India is among many developing countries whose agriculture has been impacted by climate change but the country has the capacity to adapt to changes, the Indian Council of Agricultural Research (ICAR), the top government farm research body, said on Wednesday.
For the first time, the ICAR said there was empirical evidence to show that change in weather patterns affected at least two cropping cycles in recent years. “The impact of changing climate on Indian agriculture is inevitable but we have the capacity to initiate mitigation and adaptation measures,” Swapan Kumar Dutta, ICAR’s deputy director general of crops, told HT from Patna.
The ICAR said the winter onion crop in Maharashtra in 1997 failed due to high temperatures during the crop’s “bulb formation” stage and, in 1998, due to Purple Blotch and Stemphylium Blight diseases, which were “induced by high rainfall”.
Rising temperatures and unpredictable monsoon are two major threats looming over the farms, evidence culled from long-term ICAR studies suggests.
The ICAR also said the apple belts of Himachal Pradesh were shifting upwards due to warmer temperatures between November and March. HT had carried a report on this last year.
The June-September monsoon is a critical for India, Asia’s third biggest economy, as two-thirds of Indians depend on agriculture. Last year, the farm economy was hammered by a severe drought, the worst in three decades.
Patchy rains last year — 22 per cent deficient — cut rice output by 14 per cent and sugar by 13 per cent. It set food prices soaring, which had risen to an 11-year high of 19.95 per cent on December 5 last year.
The monsoon is also vital to maintain levels in 81 centrally monitored reservoirs, critical for irrigation, power and drinking. The levels dipped below the 10-year average this month.

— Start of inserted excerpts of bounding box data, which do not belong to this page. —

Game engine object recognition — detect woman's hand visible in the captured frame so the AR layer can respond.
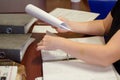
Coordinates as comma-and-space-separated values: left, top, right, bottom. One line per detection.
52, 17, 71, 33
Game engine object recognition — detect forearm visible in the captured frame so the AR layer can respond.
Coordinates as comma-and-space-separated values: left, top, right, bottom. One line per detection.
59, 40, 112, 66
73, 20, 105, 35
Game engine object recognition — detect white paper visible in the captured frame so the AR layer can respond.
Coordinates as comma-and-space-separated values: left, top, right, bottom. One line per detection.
41, 36, 105, 62
25, 4, 71, 30
43, 60, 117, 80
49, 8, 99, 22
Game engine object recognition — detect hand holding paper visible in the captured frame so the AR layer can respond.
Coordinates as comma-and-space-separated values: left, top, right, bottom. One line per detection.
25, 4, 71, 30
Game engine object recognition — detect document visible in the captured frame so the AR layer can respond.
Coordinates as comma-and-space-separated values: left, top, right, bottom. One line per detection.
41, 36, 105, 62
43, 60, 117, 80
25, 4, 71, 31
49, 8, 100, 22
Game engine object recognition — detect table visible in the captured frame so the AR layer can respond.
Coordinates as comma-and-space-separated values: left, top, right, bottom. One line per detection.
21, 33, 83, 80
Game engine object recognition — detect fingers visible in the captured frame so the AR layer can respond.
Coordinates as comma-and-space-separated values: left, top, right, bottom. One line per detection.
36, 40, 45, 51
36, 46, 45, 51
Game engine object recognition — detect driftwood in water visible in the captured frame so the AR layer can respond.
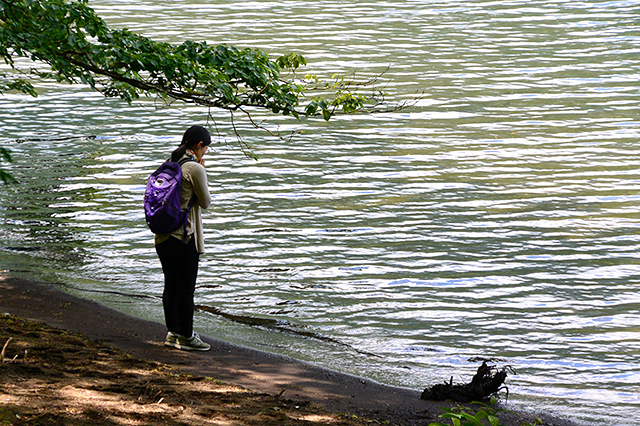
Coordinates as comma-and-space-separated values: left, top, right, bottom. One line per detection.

Extreme temperatures and heat spells could alter patterns of monsoon rains, vital for India's agriculture and water needs. Scientists warn that India will experience a decline in summer rainfall by 2050.
"Situation will substantially worsen by 2050, marked by higher temperatures, less precipitation, depending on where in South Asia you are," G. Nelson of the Washington-based International Food Policy Research Institute, who completed a study on climate change's impact on South Asia, told HT.